Astronomers using the Hubble space telescope have discovered a new kind of planet in the galaxy - a world 40 light years beyond our solar system with a dense atmosphere that surrounds a surface covered entirely by an ocean of super-hot water.
In our solar system, there are three types of planets - rocky terrestrial worlds, including Earth, Mars, Venus and Mercury, gas giants such as Jupiter and Saturn and the ice giants of Uranus and Neptune.
Outside the solar system, newer observational techniques have led to the discovery of previously unknown kinds of exo-planets, including lava worlds and so-called “hot Jupiters” orbiting their stars.
Now, astronomers at the Harvard-Smithsonian Center for Astrophysics in Massachusetts, using the orbiting Hubble space telescope, have spied a distant planet, more than twice the size of Earth and weighing seven times as much, covered entirely in super-hot water.
The planet, called GJ 1214b, is located a mere 40 light years away, a short distance in cosmic terms.
Originally discovered in 2009, further observations by the scientists using the Hubble Space Telescope have revealed the water world is entirely enshrouded by a thick, steamy atmosphere.
Because the watery exo-planet orbits its star, a small red-dwarf, every 38 hours at a close distance of more than two million kilometers, scientists estimate the rocky but wet planet has an exterior temperature of more than 232 degrees Celsius, like that of a really hot oven, according to lead investigator Zachory Berta, with highly unusual surface features.

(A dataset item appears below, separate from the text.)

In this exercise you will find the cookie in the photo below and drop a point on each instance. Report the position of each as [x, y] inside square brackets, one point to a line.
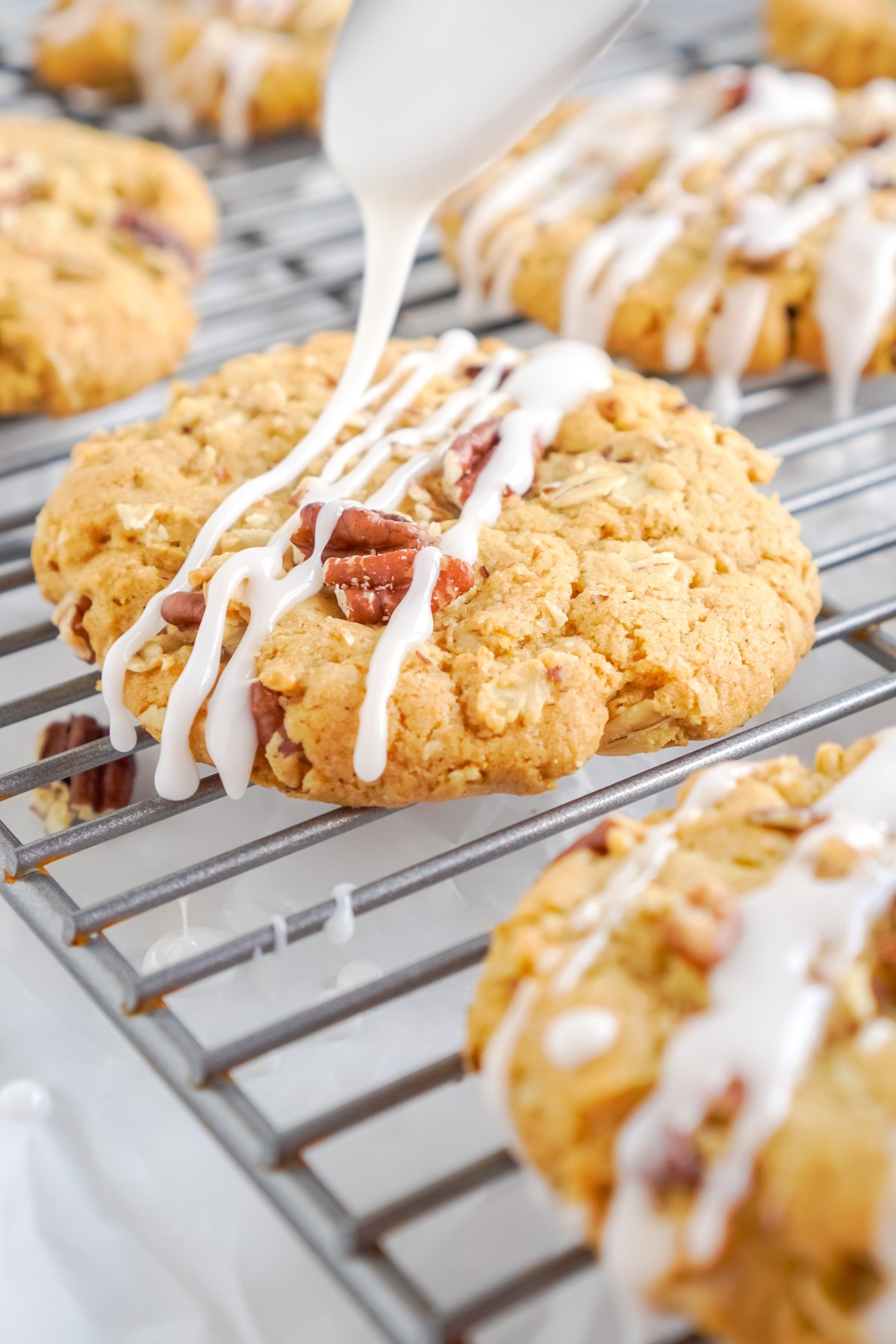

“Part of the planet might be what’s known as like hot ice, this weird form of water that’s solid but at very high temperatures, hotter than the normal boiling point of water," said Berta. "And you could also have this weird like super-fluid water, ionized water, all of these very strange molecule form of water making up the planet. But it would be very different from an Earth-like ocean.”
Astronomers used a wide field camera mounted on Hubble to study GJ 1214b as it transited in front of its host star, to measure the infrared light of the planet’s sunset.
During the transit, the star’s light is filtered into different colors that give clues into the chemical make-up of GJ 1214b’s atmosphere.
Astronomers also looked to see how puffy or compact the planet’s atmosphere was, something Berta says clinched the water analysis.
“We thought at first that the atmosphere could be made up of a lot of hydrogen and helium," he said. "And that would make a very puffy atmosphere that comes out around the planet a very long ways. And that’s not what we found. We found that it was a much more compact atmosphere that it was much closer in to the planet. And so the easiest molecule you can think to do that would a heavier molecule like water that would pull the atmosphere down into the planet.”
Astronomers think GJ 1214b has a watery atmosphere and surface because it originally formed far from its host star, where water ice was plentiful, and then gravitated toward its sun.
Berta says scientists are anxious to find other water worlds and what he calls “weird” exo-planets beyond the solar system.
An article on the watery exo-planet GJ 1214b is published in Astrophysical Journal.